Archeron berbalik melihatnya dengan senyuman tipis. “Gak usah khawatirin gue. Lo takut?”

Gadis itu menggeleng. Melihat senyumnya yang tampan, mata Liora memanas dan hidungnya sedikit masam. Ada keinginan kuat untuk menangis namun dia harus menahannya.

“Ngapain jalan di belakang? Sini di sebelah gue.” Saat mengatakan itu, Archeron sengaja memperlambat langkahnya karena Liora kembali tertinggal di belakang.

Tatkala Liora sudah berjalan di sampingnya, Archeron kembali bersuara, “Kayaknya ini peringatan buat lo.”

Seketika Liora menoleh dan mendongak menatap Archron. “Hah?”

Ekspresi cengo gadis itu membuat Archeron ingin mengacak rambutnya namun tidak bisa karena kedua tangannya sedang memegang meja.

“Gue rasa orang itu kasih lo peringatan.”

“Tapi kenapa?”

“Mungkin karena lo deket sama gue?” Tebak Archeron.

Dengan segera Liora menyangkal, “Gak mungkin. Menurut gue sih orang itu ngirim ke gue biar buat lo ngerasa terkikis aja secara mental.”

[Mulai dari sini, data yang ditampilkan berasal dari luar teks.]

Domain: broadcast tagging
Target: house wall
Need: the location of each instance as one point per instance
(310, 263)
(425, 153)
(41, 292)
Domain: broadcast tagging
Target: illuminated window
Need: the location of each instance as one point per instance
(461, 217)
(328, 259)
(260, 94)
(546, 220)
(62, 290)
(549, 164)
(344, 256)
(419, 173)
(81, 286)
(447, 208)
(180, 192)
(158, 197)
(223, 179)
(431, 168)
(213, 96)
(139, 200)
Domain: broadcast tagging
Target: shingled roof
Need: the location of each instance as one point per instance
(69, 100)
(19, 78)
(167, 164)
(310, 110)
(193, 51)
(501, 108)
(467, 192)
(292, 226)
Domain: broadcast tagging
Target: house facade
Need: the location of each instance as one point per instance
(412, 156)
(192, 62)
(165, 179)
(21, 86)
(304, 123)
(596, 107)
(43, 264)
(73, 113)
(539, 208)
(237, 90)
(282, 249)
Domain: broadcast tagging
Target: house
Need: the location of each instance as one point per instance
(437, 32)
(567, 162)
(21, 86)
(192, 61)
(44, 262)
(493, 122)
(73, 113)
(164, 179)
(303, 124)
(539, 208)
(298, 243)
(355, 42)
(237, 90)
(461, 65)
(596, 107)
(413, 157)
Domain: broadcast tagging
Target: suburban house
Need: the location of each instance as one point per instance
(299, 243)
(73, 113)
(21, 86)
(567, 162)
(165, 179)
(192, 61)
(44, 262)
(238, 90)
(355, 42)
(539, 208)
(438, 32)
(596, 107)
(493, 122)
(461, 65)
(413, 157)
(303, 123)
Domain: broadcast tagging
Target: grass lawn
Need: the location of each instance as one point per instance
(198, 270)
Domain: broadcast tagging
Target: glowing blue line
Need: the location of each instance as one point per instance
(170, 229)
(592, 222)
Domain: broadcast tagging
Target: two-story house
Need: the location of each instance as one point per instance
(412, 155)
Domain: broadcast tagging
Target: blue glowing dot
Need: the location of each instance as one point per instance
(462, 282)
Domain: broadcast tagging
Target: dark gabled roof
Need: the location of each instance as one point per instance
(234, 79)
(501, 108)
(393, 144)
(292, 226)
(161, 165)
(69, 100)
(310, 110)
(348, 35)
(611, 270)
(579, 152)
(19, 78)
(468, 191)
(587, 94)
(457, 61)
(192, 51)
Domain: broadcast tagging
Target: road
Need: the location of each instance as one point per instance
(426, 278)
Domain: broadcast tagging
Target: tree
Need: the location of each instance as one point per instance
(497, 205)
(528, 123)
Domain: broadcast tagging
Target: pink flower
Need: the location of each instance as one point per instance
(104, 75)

Merasa Archeron ingin membantah, Liora segera menyela, “Percaya sama gue.”

Mendengar itu, Archeron mengurungkan niatnya dan menatap ke depan dengan senyum dangkal.

Liora kembali ke kelas dengan tenang. Dibantu Archeron dan sahabat-sahabatnya, meja baru siap untuk dia gunakan.

Selama pelajaran berlangsung gadis itu sedikit tidak konsen. Dia merasa ada sesuatu yang kurang. Dan ketika secara tidak sengaja menyentuh sesuatu di sakunya, matanya sedikit melebar.

Dengan segera Liora meminta izin ke kamar mandi, masuk ke salah satu bilik dan duduk di atas kloset yang tertutup.

Jantungnya sedikit berdebar ketika mengeluarkan amplop berwarna merah muda itu. Sengaja dia menyembunyikannya ketika menemukannya. Dia merasa tidak nyaman dengan keberadaan amplop ini.

Tangannya terasa dingin seperti memegang es. Menghela napas pelan, Liora bergumam pada diri sendiri.

“Gak papa, Ra. Lo cewek strong.”

Tangannya perlahan membuka amplop tersebut. Di dalamnya terdapat sepucuk kertas berwarna putih. Ragu-ragu sejenak, Liora tidak ada pilihan selain membukanya.

Melihat tinta merah yang terukir di atas kertas tersebut, napas Liora tersendat.